Multiple Myeloma Support from the Microenvironment: Bone Marrow Adipocytes and the Fatty Acid Binding Proteins
Michaela Reagan
PhDMaine Medical Center
Project Term: July 1, 2024 - June 30, 2029
Our project’s goal is to change how multiple myeloma is understood and treated by interrogating a novel part of the cellular “soil” (the bone marrow adipocyte), in which myeloma cells, or “seeds”, land and grow. We will discover new forms of cancer drug resistance that are driven by adipocyte-derived factors and the fatty acid binding proteins. This work will expose new ways to overcome drug resistance to improve survival and quality of life for myeloma and other hematological cancer patients.

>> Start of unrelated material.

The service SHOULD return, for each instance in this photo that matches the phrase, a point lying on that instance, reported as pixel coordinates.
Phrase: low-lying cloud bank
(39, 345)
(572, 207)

The Reagan lab specializes in the study of an incurable plasma cell malignancy: multiple myeloma (MM). Myeloma cells grow in the rich soil of the bone marrow (BM), first very slowly, causing no damage or symptoms, and then more quickly and aggressively, causing degradation of the bone, clonal evolution and adaptation, and the appearance of drug resistant clones. Our lab collaborates with researchers in the cancer, bone, and bone marrow adiposity fields to better understand the biology of the cancer BM microenvironment, to develop new knowledge about how myeloma cells home to the bone, proliferate, remain dormant, become drug resistant, and spread to other locations. The risk of developing myeloma is greater in older individuals and obese or overweight people. These patients also typically have more bone marrow adipose (fat) tissue, than younger or leaner individuals. However, the ways in which bone marrow adipocytes (BMAds), which are often physically neighboring myeloma cells, modulate MM progression are poorly understood. The Reagan lab has been dedicated to understanding MM with a specific focus on how obesity and BMAds contribute to the development and progression of MM. Through this work, we discovered that the FABPs (fatty acid binding proteins) are a new therapeutic target in MM. We found many ways in which BMAds support and induce drug resistance in myeloma cells and observed that myeloma cells hijack and induce senescence in BMAds, creating a feedback loop to further support the tumor. We have also developed novel, three-dimensional (3D), tissue engineered, silk scaffold-based cancer models that allow us to study BMAd and myeloma cell interactions. Moreover, we have all of the current gold-standard myeloma models and we increase our cell line and myeloma primary patient sample inventories yearly. A future project in our lab is understanding how diet-induced obesity contributes to MM survival though immune system modulation and tumor cell metabolic changes using single cell RNA-sequencing and flow cytometric BM analysis. Since immunotherapies have demonstrated great promise for MM in recent years, this work may support development of new immunotherapies or improved combinations of current immunotherapies. Overall, we aim to identify molecules and mechanisms driving myeloma growth and drug resistance, identify feedback loops between host and cancer cells, and propose paradigm-shifting concepts to guide the development of new anti-MM therapeutics.